Axel shrugged. “Stop wishing for foolish things.”
“Change is not foolish. Until I took over last year, nothing much had changed since our people arrived on Earth.”
“So?”
“So things are different. Thanks to advances in human technology, now we have to do a better job of hiding our existence from the population, but the councils here and on Alpha-Prime don’t seem to get it.
“If we get found out and anyone can prove it or we don’t erase their memories quickly enough, the rulers on Alpha-Prime will yank our operation out of here so fast our heads will spin off, then use an experimental Defender bomb to level the place and ensure local memories of our very existence are forever erased.”
“So break it to the council gently,” Axel said. “You’re good at handling them, Diesel. That’s why we voted you into the job.”
“I’m the eldest in our family and I worked my butt off to be in charge. That’s why I’m here, not because of any vote.”
“That you know of.” Axel grinned and Diesel relaxed. His brother was just winding him up. He took another deep breath and read the few words on the contract signature page for the Galactic Gulag Run.
“If you explain the reasons why this is so important, the council will understand.” Axel tilted his head and added, “Or they’ll boo and hiss and stick their tongues out at you, but you’ve already survived that kind of torture more than once.”
That was the truth.

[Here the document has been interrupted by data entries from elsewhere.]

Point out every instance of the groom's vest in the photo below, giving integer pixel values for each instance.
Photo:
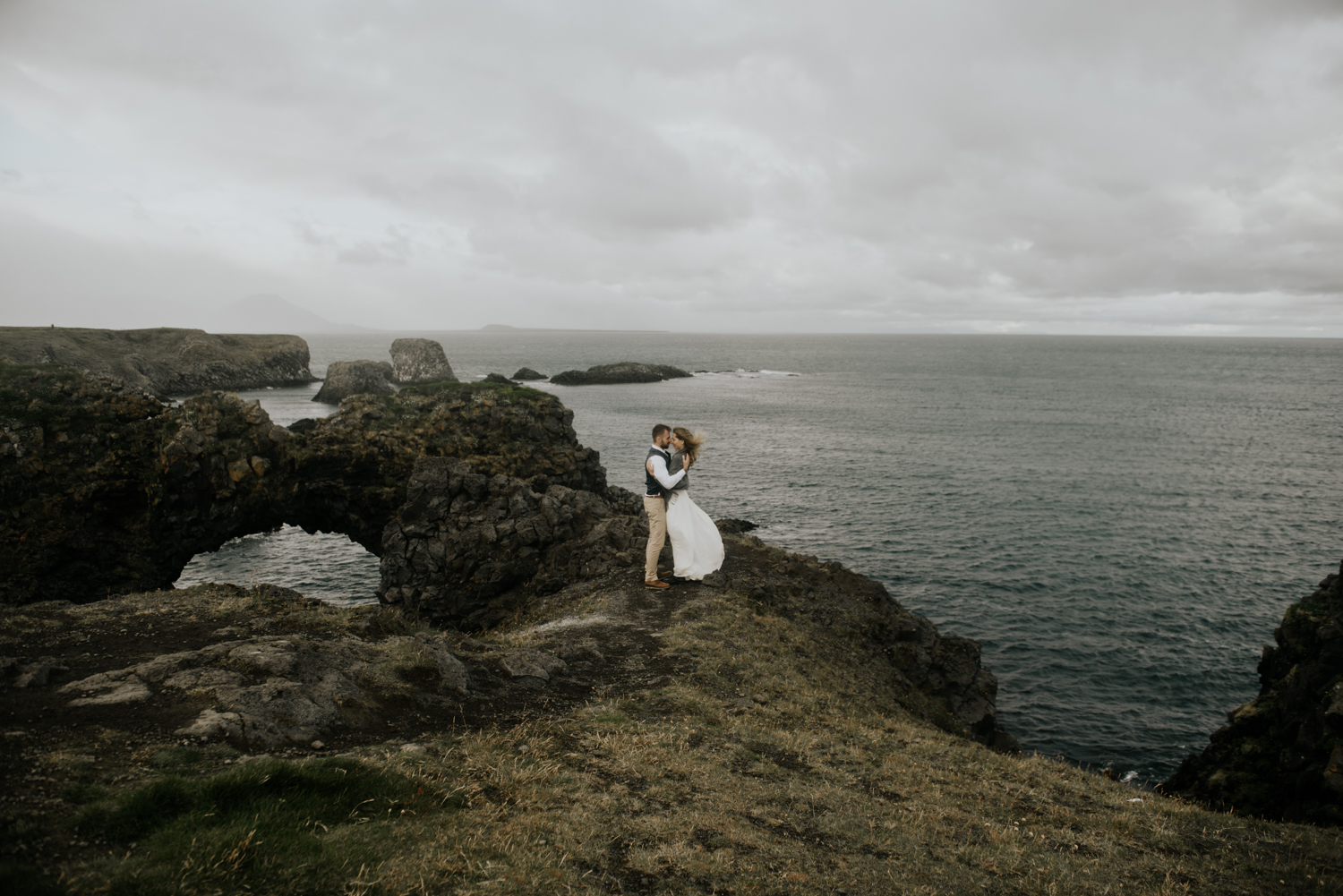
(650, 484)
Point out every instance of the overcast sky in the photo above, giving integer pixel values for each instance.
(951, 166)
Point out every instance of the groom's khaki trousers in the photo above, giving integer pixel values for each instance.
(657, 511)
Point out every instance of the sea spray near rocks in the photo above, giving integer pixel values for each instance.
(355, 378)
(1281, 754)
(419, 360)
(112, 492)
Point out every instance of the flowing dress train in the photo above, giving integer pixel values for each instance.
(696, 544)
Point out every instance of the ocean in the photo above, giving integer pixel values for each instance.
(1120, 522)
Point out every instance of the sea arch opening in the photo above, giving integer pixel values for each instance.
(328, 566)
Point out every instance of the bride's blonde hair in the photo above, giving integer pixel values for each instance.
(693, 440)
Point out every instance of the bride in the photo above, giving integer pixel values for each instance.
(696, 544)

Anytime Aunt Dixie and her friends were involved in an unpopular decision, they always booed, they always hissed and someonealwaysstuck their tongue out at him.
“Right.” Diesel studied the gray paper again, rereading it quickly.
“What are you going to do?” Axel asked.
“I’ll sign the contract and tell them all about it later. Better to beg for forgiveness than ask for permission, right?”
Axel looked dubious. “Sure, Bro, whatever you think.”
Diesel thought he’d rather consign himself to the worst prison in the United Galactic Gulag system and spend the rest of his life doing hard labor, sledgehammering granite-like boulders down to pea gravel, than break this news to the council of elders.
Axel was right, though. This was a good contract for their purposes. It would add significantly to the bottom line of his Earth-bound colony.
Often he secretly asked himself,What would my father do?
He well knew his father had once tried to procure the same type of prison contract, but had been shot down by the council. His father had stopped asking them anything important soon after and advised Diesel to do the same.
Zeb Grey had been one of the best leaders the colony had ever had. Diesel had big space boots to fill when his parent retired, but he knew his father had been very ready to step down and let him take over. His mother wanted to travel across the country. His father, as always, wanted to indulge her. Currently his parents were somewhere in the continental U.S. in an RV enjoying their retirement.
Diesel knew his father might have signed the UGG contract without any input from anyone else, if retirement hadn’t been on his horizon. He’d left the decision to Diesel, because he was the one who’d have to deal with it in the long run.
Diesel signed the document with a flourish, agreeing to the ten-year contract for a monthly service run from Alpha-Prime in the Caldera Forte Galaxy to the prison planet XkR-9, in the Andromeda Galaxy by way of the Milky Way and Earth. It would be steady, regular income for the next ten years, making it harder for Alpha-Prime to shut them down on a whim. Plus, the way station would receive a generous stipend for each and every UGG ship beyond the scheduled monthly run that landed here for service, rest and relaxation during the long trip between galaxies.
Before Axel left the room, Diesel’s assistant, Nova Greene, raced into his office. She looked distressed.Now what?He should’ve called in sick, even though their kind never got sick in the way humans did.